Love. Those Greeks were right. It'll shoot at you. Love will try to take
you out. And the nastiest part is that most of the time, someone else takes a
bullet, too.
He comes, right into Gunn's hand, and somehow Gunn is the one who's
shaking all over. Already, he almost can't believe he just did this. Here.
Like this. He doesn't know what to do with his hand, so he wipes it on the
fitted sheet, down at the lower left-hand corner of the hospital bed. He wonders
if the laundry guys will be able to tell what happened here.
Wes lays a hand on his chest, like he's double-checking to make sure he
still has a heartbeat. The idea makes Gunn chuckle, and Wesley's eyes fly open
again. "I can't believe you did that."
Join the club. But he shrugs. "Life's short."
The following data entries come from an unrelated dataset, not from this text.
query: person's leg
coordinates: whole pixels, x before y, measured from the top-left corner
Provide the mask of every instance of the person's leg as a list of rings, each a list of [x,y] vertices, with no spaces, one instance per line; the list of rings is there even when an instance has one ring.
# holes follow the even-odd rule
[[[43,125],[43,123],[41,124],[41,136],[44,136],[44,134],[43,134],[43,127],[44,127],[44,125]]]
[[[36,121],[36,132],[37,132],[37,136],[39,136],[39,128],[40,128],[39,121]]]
"I...." He can't seem to think of anything to say.
Instictively, Gunn brushes his fingers over Wesley's mouth, not thinking
until it's too late that his fingers probably still smell like Wesley's
spunk. Wes kisses them. "Thank you."
He's not the one who took the bullet. But he's not in the mood to
argue about who's grateful to whom. Gunn realizes, for the first time, that he's
hard himself, and his heart sinks a little as he realizes that it'll be days
before they let Wes out of this place, probably weeks before he's strong
again.
Gunn leans back in his chair, slouching. Wes can't seem to take his eyes
off of him, still looking vaguely amazed -- by Gunn's audacity, or by the
simple fact of him? The last time Wesley was in the hospital, after all,
everything was different.
There's a list like the Encyclopedia Britannica of things that have
changed since then. Gunn wonders what the main thing is, the pivotal thing, the
change that all the others constellate around. Losing Angel? Being fired?
Meeting him?
Growing up, Gunn finally decides. Becoming a man. He's thinking of both
of them when he says that to himself. They might have thought they were men
before, but Gunn has a suspicion now that it wasn't the case. After all, just
moving out of your mother's house doesn't make you a man. Even risking your
life doesn't. Only facing the thing you most wanted to turn your back on. The
main thing. The thing that ruled your life by its absence, lorded it over you in
the dark.
Freedom.
Love.
The thing you'd run from if you could. The thing that hounded you until
you couldn't.
I was clean for a year. And then I wasn't anymore.